Recompute on-disk hashes and walk the recorded input chain. Catches tampering, drift, and forged manifests. Like status, this module never imports Snakemake.

Source: src/lightcone/engine/verify.py.

Public surface

verify_outputs(project_path, *, universe_id) → Iterator[VerifyResult]

Yield a VerifyResult for every materialized output (i.e. every output with a recipe whose directory exists on disk) in the named universe.

Outputs that aren't materialized at all are silently skipped — that's a question for lc status, not lc verify.

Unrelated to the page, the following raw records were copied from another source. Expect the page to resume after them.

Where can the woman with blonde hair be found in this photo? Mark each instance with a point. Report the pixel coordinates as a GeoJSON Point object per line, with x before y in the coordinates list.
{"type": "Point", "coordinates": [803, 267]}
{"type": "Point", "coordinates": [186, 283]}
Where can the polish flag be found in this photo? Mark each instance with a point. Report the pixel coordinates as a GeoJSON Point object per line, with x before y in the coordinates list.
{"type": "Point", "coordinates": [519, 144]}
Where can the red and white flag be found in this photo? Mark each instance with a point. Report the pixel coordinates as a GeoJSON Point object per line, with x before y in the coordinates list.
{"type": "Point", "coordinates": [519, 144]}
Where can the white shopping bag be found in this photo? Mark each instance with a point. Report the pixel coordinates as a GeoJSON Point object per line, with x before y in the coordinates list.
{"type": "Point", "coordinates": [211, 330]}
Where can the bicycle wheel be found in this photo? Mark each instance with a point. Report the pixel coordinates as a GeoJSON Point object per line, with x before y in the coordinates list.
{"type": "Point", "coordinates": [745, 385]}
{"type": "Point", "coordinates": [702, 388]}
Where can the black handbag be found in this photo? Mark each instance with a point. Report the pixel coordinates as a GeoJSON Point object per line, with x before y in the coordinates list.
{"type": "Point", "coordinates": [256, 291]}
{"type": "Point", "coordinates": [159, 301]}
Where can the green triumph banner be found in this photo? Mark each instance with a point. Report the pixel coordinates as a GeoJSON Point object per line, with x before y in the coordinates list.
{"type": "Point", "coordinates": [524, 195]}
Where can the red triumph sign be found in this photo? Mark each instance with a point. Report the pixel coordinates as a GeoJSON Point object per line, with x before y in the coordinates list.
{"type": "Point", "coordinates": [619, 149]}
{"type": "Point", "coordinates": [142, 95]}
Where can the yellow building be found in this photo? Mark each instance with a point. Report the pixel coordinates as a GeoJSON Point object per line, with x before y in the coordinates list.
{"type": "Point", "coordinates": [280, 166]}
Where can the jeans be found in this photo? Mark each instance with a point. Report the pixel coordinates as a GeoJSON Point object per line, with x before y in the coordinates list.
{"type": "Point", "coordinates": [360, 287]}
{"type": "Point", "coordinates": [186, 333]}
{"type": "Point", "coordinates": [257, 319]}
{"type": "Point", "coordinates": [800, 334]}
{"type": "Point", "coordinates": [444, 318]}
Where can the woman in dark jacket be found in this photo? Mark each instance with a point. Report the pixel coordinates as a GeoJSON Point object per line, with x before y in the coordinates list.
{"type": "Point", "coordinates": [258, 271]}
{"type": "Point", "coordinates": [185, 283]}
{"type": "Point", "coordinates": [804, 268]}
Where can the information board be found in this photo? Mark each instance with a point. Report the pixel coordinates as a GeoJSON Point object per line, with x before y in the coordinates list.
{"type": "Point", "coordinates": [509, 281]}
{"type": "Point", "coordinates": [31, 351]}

For each materialized output:

  1. Read its manifest. If missing or unparseable → missing_manifest.
  2. Recompute sha256_dir(output_dir). If it doesn't match the recorded data_versiontampered_data (with a recorded … != actual … detail message).
  3. Walk recorded input_versions:
  4. For each declared recipe input, look up the upstream output via find_upstream_output.
  5. If upstream is external (no producer rule) → nothing to chain to.
  6. If upstream's current manifest is missing → broken_chain ("upstream … missing manifest").
  7. If upstream's current data_version ≠ recorded → broken_chain ("upstream … data_version drifted").
  8. If the input is missing from the manifest entirely → broken_chain ("input … missing from manifest").
  9. Otherwise passed=True.

VerifyResult (dataclass)

@dataclass
class VerifyResult:
    output_id: str
    universe_id: str
    output_dir: Path
    passed: bool
    failure: FailureKind | None
    detail: str | None = None

FailureKind

FailureKind = Literal["missing_manifest", "tampered_data", "broken_chain"]

Performance notes

sha256_dir is the dominant cost. Hashing 10 GB of float arrays takes real wall time. lc status is the cheap version that recomputes code_version only — use that for the day-to-day "is this stale?" question, and lc verify for periodic / pre-publication audits.

Tests

tests/test_verify.py covers each failure kind end-to-end against tmp projects, plus the chain-walking through nested sub-analyses.